Her Great Idea

On the train back from Edinburgh yesterday afternoon, Margaret was pressing me to publish my “Magritte and Krazy Kat” presentation and the “Sensing Hermeneutics” presentation. I demurred, arguing that they depend heavily on graphics and audio that would be hard to reproduce (affordably) in print, and that I don’t have the fastidiousness and stubbornness to fight for permission to reproduce all the images from rights-holders clearly enough to satisfy most publishers.
 
Margaret riposted that I should then put the presentations online, with the full rhetorical force of foisting my own ideas on me. It seems like a great idea, so I took her up on her offer to edit the presentation I gave yesterday, and I’ll hand over the “Sensing Hermeneutics” ms after “Magritte and Krazy Kat” is ready. Then I’ll whip up PDFs, and Kindle and iPad editions. As always, Thanks, Margaret!
 

3 thoughts on “Her Great Idea

  1. i want, kindle please! (my kindle has evolved to be my “serious reading” option, while my nook remains recreational, chiefly because of title availability on the former: only at amazon.) but why is publishing in digital format any easier, rights-wise, than traditionally? because the permissions rights are often, as yet, unspecified? or is it a distribution question? inquiring minds want to know! 🙂

  2. @e — Well, the copyright issues aren’t legally different, but I wouldn’t have to bang heads with a publisher’s lawyers.
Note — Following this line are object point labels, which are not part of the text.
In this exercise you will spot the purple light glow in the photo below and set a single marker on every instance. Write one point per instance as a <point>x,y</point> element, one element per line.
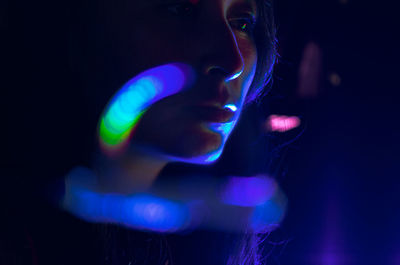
<point>248,191</point>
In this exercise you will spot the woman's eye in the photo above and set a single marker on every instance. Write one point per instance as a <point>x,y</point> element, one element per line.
<point>180,9</point>
<point>243,24</point>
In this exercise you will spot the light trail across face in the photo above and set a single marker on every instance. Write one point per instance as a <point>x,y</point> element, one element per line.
<point>129,104</point>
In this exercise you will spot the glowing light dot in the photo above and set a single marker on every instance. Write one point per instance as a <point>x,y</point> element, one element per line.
<point>232,107</point>
<point>335,79</point>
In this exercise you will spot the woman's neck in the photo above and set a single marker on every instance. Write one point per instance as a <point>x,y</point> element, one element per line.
<point>128,174</point>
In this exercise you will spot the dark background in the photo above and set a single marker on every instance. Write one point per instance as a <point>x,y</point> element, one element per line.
<point>341,174</point>
<point>339,169</point>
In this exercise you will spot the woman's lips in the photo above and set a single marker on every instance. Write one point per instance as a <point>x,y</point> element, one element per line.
<point>212,114</point>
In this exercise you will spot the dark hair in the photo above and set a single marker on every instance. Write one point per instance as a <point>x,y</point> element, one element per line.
<point>265,38</point>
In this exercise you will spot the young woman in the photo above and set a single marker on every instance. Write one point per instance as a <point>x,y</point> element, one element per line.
<point>83,58</point>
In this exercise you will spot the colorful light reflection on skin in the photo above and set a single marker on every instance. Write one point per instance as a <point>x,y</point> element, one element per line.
<point>129,104</point>
<point>248,191</point>
<point>254,207</point>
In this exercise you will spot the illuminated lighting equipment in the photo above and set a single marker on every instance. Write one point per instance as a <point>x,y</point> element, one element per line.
<point>129,104</point>
<point>282,123</point>
<point>232,107</point>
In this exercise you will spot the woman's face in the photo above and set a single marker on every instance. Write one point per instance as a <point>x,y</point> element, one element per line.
<point>213,37</point>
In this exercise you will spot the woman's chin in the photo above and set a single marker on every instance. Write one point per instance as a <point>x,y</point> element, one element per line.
<point>203,147</point>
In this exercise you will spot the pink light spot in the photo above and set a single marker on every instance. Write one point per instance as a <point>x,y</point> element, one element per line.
<point>282,123</point>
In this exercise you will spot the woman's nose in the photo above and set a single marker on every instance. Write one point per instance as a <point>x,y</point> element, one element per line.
<point>223,55</point>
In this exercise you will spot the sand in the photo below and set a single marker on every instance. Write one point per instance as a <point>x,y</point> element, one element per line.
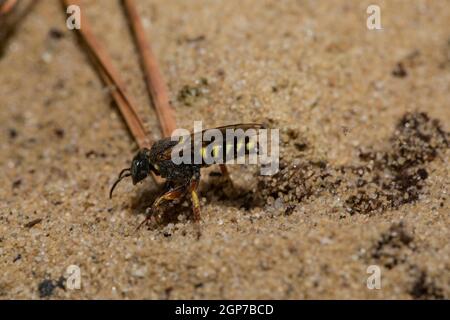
<point>364,122</point>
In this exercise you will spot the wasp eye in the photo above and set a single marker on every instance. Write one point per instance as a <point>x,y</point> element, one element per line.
<point>140,167</point>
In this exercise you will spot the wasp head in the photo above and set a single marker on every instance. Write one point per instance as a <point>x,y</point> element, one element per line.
<point>140,166</point>
<point>139,170</point>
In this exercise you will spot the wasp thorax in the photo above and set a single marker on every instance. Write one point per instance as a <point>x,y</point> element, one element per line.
<point>140,166</point>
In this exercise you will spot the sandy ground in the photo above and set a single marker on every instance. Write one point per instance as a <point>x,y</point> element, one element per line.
<point>364,119</point>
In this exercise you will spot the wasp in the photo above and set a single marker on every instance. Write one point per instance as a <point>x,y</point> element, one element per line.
<point>183,178</point>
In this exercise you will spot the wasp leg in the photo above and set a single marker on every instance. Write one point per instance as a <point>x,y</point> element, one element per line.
<point>195,205</point>
<point>170,195</point>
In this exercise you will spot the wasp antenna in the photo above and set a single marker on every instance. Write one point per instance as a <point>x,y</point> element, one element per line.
<point>117,181</point>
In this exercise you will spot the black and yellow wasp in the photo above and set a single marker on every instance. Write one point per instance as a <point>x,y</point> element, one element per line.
<point>184,178</point>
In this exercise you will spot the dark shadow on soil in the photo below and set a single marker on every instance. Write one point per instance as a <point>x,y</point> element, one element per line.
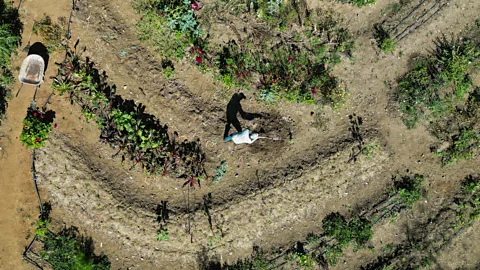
<point>11,17</point>
<point>39,49</point>
<point>234,107</point>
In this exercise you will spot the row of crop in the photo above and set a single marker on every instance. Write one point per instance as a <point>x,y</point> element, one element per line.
<point>138,136</point>
<point>65,249</point>
<point>294,65</point>
<point>10,38</point>
<point>440,88</point>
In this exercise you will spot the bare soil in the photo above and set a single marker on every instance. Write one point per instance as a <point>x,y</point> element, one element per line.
<point>275,192</point>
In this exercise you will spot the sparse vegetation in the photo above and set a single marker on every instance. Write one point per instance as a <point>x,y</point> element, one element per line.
<point>10,37</point>
<point>409,187</point>
<point>125,125</point>
<point>384,41</point>
<point>220,171</point>
<point>52,33</point>
<point>36,127</point>
<point>359,3</point>
<point>428,86</point>
<point>66,250</point>
<point>297,68</point>
<point>163,234</point>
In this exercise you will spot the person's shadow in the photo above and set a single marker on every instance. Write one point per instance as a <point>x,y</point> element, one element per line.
<point>233,108</point>
<point>40,49</point>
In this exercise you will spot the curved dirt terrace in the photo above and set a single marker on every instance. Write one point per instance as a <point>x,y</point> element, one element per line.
<point>289,205</point>
<point>274,192</point>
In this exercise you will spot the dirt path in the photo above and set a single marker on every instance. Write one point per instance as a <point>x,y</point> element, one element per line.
<point>18,210</point>
<point>116,206</point>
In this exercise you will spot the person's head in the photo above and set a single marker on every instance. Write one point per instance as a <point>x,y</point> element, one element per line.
<point>254,136</point>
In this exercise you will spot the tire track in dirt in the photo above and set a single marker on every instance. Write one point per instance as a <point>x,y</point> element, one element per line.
<point>176,92</point>
<point>254,220</point>
<point>19,206</point>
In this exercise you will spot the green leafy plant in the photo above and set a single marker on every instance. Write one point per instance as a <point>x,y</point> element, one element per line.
<point>297,71</point>
<point>10,37</point>
<point>305,261</point>
<point>66,251</point>
<point>409,187</point>
<point>52,33</point>
<point>124,125</point>
<point>332,253</point>
<point>468,202</point>
<point>163,234</point>
<point>384,41</point>
<point>36,127</point>
<point>220,171</point>
<point>465,146</point>
<point>168,73</point>
<point>371,149</point>
<point>42,227</point>
<point>257,261</point>
<point>425,87</point>
<point>359,3</point>
<point>357,231</point>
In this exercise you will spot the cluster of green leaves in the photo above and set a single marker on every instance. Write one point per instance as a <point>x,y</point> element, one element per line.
<point>297,73</point>
<point>359,3</point>
<point>170,26</point>
<point>36,127</point>
<point>163,234</point>
<point>124,124</point>
<point>468,202</point>
<point>298,69</point>
<point>464,146</point>
<point>220,171</point>
<point>384,41</point>
<point>437,79</point>
<point>257,261</point>
<point>409,187</point>
<point>66,251</point>
<point>357,231</point>
<point>10,37</point>
<point>52,33</point>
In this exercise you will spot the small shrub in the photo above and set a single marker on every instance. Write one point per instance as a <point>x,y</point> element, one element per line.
<point>359,3</point>
<point>257,261</point>
<point>357,229</point>
<point>10,37</point>
<point>220,171</point>
<point>52,33</point>
<point>371,149</point>
<point>384,41</point>
<point>66,251</point>
<point>426,86</point>
<point>409,187</point>
<point>465,146</point>
<point>163,234</point>
<point>168,73</point>
<point>36,127</point>
<point>332,253</point>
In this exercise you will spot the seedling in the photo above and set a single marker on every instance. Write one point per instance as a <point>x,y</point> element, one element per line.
<point>163,234</point>
<point>220,171</point>
<point>36,127</point>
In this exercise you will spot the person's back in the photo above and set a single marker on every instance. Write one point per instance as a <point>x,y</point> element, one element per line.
<point>242,137</point>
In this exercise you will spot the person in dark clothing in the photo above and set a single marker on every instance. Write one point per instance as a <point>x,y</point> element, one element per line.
<point>233,108</point>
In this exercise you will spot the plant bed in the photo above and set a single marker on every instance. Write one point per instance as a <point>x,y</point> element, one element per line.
<point>10,37</point>
<point>36,127</point>
<point>274,58</point>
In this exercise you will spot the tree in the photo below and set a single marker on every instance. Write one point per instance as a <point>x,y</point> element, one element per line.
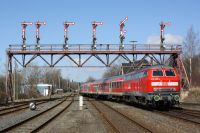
<point>90,79</point>
<point>112,71</point>
<point>191,54</point>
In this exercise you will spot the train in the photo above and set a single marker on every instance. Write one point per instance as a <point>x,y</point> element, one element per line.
<point>157,85</point>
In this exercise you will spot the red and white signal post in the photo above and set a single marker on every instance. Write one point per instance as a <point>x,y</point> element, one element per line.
<point>122,33</point>
<point>162,38</point>
<point>24,25</point>
<point>94,26</point>
<point>38,24</point>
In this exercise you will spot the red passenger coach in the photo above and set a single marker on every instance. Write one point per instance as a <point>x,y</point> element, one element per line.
<point>153,85</point>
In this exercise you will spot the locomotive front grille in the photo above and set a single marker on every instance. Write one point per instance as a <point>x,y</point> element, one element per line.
<point>164,89</point>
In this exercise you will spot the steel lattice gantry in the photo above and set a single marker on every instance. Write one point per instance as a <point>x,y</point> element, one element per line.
<point>170,55</point>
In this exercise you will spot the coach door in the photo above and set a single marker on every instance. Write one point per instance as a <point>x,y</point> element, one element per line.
<point>110,87</point>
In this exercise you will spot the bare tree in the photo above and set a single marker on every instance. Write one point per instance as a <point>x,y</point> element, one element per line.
<point>112,71</point>
<point>190,49</point>
<point>90,79</point>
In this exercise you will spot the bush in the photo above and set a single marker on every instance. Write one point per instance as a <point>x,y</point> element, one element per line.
<point>193,96</point>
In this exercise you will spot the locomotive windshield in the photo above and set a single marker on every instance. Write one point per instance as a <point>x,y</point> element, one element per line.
<point>169,73</point>
<point>157,73</point>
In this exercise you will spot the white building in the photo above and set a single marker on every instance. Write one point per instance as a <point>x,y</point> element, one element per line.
<point>44,89</point>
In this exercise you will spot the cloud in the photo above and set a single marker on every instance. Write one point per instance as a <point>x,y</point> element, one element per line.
<point>169,39</point>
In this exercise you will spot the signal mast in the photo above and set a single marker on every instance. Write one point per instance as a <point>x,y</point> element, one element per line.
<point>66,26</point>
<point>38,25</point>
<point>94,26</point>
<point>24,25</point>
<point>122,33</point>
<point>162,38</point>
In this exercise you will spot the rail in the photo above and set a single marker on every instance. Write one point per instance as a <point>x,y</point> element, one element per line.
<point>99,47</point>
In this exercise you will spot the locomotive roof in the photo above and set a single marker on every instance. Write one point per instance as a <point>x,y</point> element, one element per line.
<point>122,76</point>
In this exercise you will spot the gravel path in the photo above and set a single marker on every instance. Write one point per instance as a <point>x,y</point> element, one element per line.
<point>156,122</point>
<point>74,120</point>
<point>11,119</point>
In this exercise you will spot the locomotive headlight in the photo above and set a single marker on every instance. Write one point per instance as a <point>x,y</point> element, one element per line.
<point>32,106</point>
<point>155,89</point>
<point>156,98</point>
<point>176,98</point>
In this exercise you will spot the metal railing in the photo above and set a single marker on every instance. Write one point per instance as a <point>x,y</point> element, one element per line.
<point>100,47</point>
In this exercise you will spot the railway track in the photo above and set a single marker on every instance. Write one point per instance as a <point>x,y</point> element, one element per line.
<point>38,121</point>
<point>23,105</point>
<point>115,119</point>
<point>186,115</point>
In reality, I’d just fold at the least sign of direct pressure, but would at least have gotten some versions of the essay out.
     
    @elliott — “Mag/KK/Hermeneutics” expatiates on some of Magritte’s language art (especially an essay entitled “Les Mots et Les Images” from La Révolution Surréaliste — I like saying “la révolution surréaliste” during presentations) and some themes from George Herriman’s “Krazy Kat” comics to lend credence to my point that words aren’t the paradigmatic medium of information, and that we can think through interpretive problems more satisfactorily if we begin by thinking of interpretation as a matter of anticipation/expression (on one hand) and inference/uptake/apprehension on the other hand, rather than as an effort to extract “meaning” from its containment or concealment in words. It’s my anti-“subsistent meaning” talk, with cool illustrations.
     
    “Sensing Hermeneutics” heads in the same direction by looking at the ways that written communication is always inflected by the appearance of the letters — so that the “meaning” can’t be simply an immanent quality of the words. It then goes on to illustrate other ways that non-verbal information affects “the meaning”, again such that (for instance) NWA’s “Straight Outta Compton” is very different from Nina Gordon’s, even though the words may be just the same.